Cyber attackers are coming up with more convincing ways to steal user credentials, according to the latest quarterly cyber threat report from security firm Rapid7.
Credential theft, reuse and subsequent suspicious logins are the most commonly reported significant incidents across both small and large organisations, the report said.
Adversaries can gain remote access by using legitimate credentials to log in to third-party services such as Dropbox, Microsoft Office365, DocuSign, and a variety of other services that organistions use regularly for business operations, the report warns.
These credentials can be exposed in several different ways, including guessing, brute-force attacks, credential leaks or phishing campaigns designed to trick users into entering their credentials.
“Once credentials are obtained, an adversary could then log in to the service as if they were the user. In some cases the login activity would be flagged as malicious if it comes from a suspicious location, such as foreign countries that the organisation does not do business in, but stealthy adversaries will find ways to blend in with normal login traffic, making it harder to identify their activity,” the report said.
Data shows that adversaries attempted to steal credentials from employees at larger organisations at nearly three times the rate of smaller organisations, but much of that is likely due to the number of employees available to target, the report said.
Attacks exploiting SMB vulnerabilities continue to define the “new normal” level of background malicious behaviour around Windows networking, the report said, while attacks exploiting SMI vulnerabilities are shaping this relatively new attack vector targeting core router infrastructure.
The report underlines the importance of not exposing SMI (port 4785) on the public internet. In reality, the report said, organisations should expose port 4785 only on an internal, isolated network management subnet, if at all.
Industry attack trends
In terms of industry cyber attack trends, the report shows a continuing trend away from a primary focus on financial, professional and administrative industries during the first quarter, as adversaries look to other industries with valuable data, with a large increase in activity against the healthcare sector, making it the top-targeted industry for the period.

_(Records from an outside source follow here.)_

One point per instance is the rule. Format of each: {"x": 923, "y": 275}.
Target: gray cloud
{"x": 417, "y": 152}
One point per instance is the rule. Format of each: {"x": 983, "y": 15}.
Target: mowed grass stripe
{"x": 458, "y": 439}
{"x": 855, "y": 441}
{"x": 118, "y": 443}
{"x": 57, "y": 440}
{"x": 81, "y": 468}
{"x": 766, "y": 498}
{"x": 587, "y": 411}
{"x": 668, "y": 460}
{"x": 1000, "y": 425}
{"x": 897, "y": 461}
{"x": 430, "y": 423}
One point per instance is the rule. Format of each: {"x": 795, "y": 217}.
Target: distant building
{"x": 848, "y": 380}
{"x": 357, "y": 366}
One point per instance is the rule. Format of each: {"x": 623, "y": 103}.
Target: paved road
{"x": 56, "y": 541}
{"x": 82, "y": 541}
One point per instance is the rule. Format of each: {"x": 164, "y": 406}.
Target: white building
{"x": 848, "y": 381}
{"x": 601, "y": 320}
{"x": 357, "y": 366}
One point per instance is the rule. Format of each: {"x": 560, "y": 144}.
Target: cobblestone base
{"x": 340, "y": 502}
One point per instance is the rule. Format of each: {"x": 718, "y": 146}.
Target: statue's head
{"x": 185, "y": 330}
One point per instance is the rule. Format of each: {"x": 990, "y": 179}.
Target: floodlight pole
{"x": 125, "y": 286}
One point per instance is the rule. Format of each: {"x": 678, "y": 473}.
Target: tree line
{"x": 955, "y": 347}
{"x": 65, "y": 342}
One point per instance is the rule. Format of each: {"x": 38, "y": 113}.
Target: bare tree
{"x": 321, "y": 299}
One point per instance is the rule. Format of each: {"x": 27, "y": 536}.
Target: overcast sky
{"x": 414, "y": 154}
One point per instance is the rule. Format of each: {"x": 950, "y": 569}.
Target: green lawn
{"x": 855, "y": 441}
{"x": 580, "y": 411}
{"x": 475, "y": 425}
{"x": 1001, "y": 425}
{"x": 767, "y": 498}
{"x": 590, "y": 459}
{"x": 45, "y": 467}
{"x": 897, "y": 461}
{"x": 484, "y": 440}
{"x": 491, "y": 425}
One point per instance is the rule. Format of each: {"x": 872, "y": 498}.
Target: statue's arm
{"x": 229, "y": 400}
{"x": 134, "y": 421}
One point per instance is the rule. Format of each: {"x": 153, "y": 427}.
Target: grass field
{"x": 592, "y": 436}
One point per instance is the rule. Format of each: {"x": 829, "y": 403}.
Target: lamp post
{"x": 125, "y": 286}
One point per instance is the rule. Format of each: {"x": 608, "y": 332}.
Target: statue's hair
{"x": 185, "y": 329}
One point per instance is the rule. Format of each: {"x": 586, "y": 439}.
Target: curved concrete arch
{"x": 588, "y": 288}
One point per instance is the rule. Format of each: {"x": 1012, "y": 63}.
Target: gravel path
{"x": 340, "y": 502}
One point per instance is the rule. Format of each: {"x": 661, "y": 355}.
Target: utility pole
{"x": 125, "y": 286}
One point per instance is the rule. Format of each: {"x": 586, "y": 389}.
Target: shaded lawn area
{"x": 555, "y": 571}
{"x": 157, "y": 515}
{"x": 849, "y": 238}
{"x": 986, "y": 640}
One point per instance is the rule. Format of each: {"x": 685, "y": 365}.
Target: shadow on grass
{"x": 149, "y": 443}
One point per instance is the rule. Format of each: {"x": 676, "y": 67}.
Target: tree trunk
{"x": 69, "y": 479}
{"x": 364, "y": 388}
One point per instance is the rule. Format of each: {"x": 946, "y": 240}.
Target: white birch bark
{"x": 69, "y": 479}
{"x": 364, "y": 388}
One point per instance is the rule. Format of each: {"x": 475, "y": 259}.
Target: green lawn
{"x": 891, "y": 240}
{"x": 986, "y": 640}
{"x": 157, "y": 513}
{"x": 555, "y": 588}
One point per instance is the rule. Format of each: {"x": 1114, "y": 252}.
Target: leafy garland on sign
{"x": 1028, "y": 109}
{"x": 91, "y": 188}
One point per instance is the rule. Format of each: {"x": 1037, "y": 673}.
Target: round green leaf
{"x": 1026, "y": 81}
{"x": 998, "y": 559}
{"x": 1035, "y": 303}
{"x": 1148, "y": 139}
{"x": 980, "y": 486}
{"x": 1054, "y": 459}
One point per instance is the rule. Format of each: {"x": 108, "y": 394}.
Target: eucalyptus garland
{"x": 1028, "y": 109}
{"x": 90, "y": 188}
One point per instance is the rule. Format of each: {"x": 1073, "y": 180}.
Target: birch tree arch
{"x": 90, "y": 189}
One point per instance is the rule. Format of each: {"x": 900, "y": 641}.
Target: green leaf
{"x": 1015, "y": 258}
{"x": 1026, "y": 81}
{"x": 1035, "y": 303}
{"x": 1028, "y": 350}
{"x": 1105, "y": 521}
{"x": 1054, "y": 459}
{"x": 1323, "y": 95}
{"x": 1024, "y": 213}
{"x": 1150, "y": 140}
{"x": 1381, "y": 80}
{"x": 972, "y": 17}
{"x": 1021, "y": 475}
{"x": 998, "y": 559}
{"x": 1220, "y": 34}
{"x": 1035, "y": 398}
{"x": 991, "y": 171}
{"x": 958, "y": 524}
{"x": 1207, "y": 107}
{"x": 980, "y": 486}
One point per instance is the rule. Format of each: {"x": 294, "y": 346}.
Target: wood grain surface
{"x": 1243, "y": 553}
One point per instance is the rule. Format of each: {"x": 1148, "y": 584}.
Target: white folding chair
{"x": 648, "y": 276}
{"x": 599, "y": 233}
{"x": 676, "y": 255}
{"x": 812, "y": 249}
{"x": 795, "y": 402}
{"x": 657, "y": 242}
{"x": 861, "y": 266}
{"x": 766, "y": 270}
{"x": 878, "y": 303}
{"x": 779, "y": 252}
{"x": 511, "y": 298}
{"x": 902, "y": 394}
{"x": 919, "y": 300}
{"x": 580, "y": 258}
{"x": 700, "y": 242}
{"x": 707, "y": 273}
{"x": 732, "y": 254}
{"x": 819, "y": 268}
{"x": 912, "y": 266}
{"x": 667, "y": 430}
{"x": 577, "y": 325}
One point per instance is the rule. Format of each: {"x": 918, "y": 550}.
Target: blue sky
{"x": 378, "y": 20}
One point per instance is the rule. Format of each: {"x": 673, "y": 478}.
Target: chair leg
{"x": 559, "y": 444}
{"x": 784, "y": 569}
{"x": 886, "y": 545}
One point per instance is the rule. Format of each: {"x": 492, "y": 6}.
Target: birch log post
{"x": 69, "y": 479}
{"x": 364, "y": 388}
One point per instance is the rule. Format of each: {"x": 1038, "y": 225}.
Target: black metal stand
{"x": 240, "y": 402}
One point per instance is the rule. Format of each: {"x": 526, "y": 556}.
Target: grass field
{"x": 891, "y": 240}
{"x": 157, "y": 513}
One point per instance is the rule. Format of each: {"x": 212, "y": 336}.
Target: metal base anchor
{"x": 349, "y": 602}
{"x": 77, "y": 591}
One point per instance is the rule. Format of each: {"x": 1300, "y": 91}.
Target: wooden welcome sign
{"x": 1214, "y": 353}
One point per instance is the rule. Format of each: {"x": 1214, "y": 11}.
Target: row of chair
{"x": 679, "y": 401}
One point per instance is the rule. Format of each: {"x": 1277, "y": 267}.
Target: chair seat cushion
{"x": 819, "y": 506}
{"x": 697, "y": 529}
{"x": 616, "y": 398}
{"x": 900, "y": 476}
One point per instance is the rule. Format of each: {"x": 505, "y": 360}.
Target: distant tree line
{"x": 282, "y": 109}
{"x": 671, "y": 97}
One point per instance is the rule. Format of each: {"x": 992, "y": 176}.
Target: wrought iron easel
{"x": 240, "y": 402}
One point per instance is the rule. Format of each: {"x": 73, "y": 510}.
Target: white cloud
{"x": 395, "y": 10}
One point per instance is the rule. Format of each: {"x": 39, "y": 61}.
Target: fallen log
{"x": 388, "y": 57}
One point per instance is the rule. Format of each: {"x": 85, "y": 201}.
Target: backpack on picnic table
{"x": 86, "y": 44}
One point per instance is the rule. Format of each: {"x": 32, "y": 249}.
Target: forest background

Healthcare also holds a great deal of sensitive data, both financial and personally identifiable information, that attackers have clearly shown they are interested in stealing, the report said.
The healthcare sector has been a desirable target for adversaries for some time, the report said, with attacks increasing since at least 2015. Attackers are exploiting complex, distributed IT infrastructures with difficult-to-patch legacy systems and proprietary medical devices, which make them difficult to secure quickly.
Healthcare systems also typically rely on system availability to keep operations running, and adversaries have frequently targeted that availability using tactics such as ransomware or telephonic denial of service attacks to overwhelm critical phone lines, the report said.
In addition to healthcare, the report said there was an increase in cyber attack activity against construction, manufacturing and wholesale business operations, but data shows that adversaries are currently focusing heavily on only a few attack vectors against these industries.
Although threat movement and remote entry remained the top incident types, the report said the first quarter of 2018 saw a large increase in dangerous user behaviour. This includes users visiting malicious sites or installing and running questionable software, especially in large organisations, where dangerous user behaviour accounted for 35% of incidents in the quarter, up from 12% the previous year.
While dangerous user behaviour increased this quarter across all organisations, the report said remote entry attempts went down for larger organisations and increased for smaller organisations.
In the first quarter of 2018, the report said, there were several vulnerabilities disclosed that allowed remote access, including Cisco Smart Install; several campaigns targeting exposed systems, such as GoScanSSH; and the continued use of EternalBlue, which exploits SMB vulnerabilities, in ransomware campaigns.
“It is critical that all organisations, both large and small, identify exposed systems to ensure that they are up to date on patches and close any ports unnecessary for normal production activities,” the report said.
The top four significant incident types in the first quarter, the report lists as suspicious logins, phishing, malware on system, and illicit cryptocurrency mining.
The significant number of suspicious logins correlates to the large number of remote entry alerts identified throughout the quarter, and also ties in to the second-highest threat identified: phishing, the report said.
The majority of phishing in the quarter involved sending user to sites mimicking authentication sites that are designed to steal a user’s credential, subsequently enabling attackers to log in to the network.
In the light of the report’s findings, Rapid7 researchers recommend that organisations:
- Keep track of normal user behaviour to prevent credential-based breaches;
- Check that they are not contributing to the arsenals of memcached servers that can be used in DDoS attacks;
- Ensure that both inbound and outbound connection attempts to port 445 are blocked at least at the perimeter, and ideally, anywhere else where Windows networking is not required to cross network segments to block SMB attacks;
- Reduce the likelihood of Cisco Smart Install (SMI) attacks by blocking any access to port 4785.